The synthesis of polymers, where monomers react and become covalently bonded with one another through the loss of a water molecule.
Condensation reactions in polymer chemistry
In polymer chemistry, a series of condensation reactions take place whereby monomers or monomer chains add to each other to form longer chains. This may also be termed as 'condensation polymerization' or 'step-growth polymerization'. It occurs either as a homopolymerization of an A-B monomer or a polymerization of two co-monomers A-A and B-B. Small molecule condensates are usually liberated, unlike in polyaddition where there is no liberation of small molecules.
A high conversion rate is required to achieve high molecular weights as per Carother's equation.
In general, condensation polymers form more slowly than addition polymers, often requiring heat.

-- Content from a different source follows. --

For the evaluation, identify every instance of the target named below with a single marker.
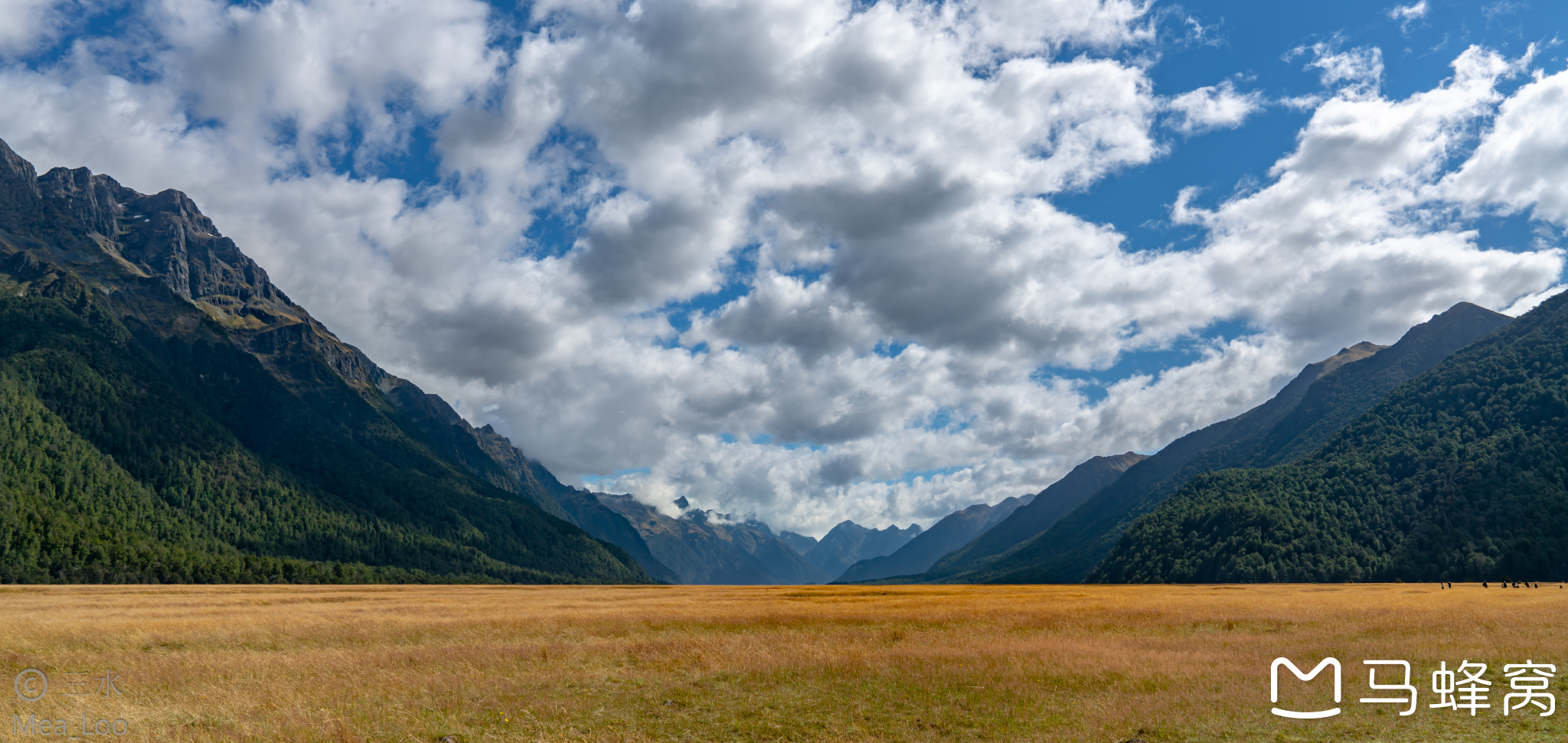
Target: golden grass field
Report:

They are generally lower in molecular weight. Monomers are consumed early in the reaction; the terminal functional groups remain active throughout and short chains combine to form longer chains. Bifunctional monomers lead to linear chains (and therefore thermoplastic polymers), but when the monomer functionality exceeds two, the product is a thermoset polymer.
Applications
This type of reaction is used as a basis for the making of many important polymers for example: nylon, polyester and other condensation polymers and various epoxies. It is also the basis for the laboratory formation of silicates and polyphosphates. The reactions that form acid anhydrides from their constituent acids are typically condensation reactions. Other organic condensation reactions are Aldol condensations, self-condensation, the acyloin condensation and the benzoin condensation.
Nearly all biological transformations are condensation reactions. Polypeptide synthesis, polyketide synthesis, terpene syntheses, phosphorylation, glycosylations, are just a few examples.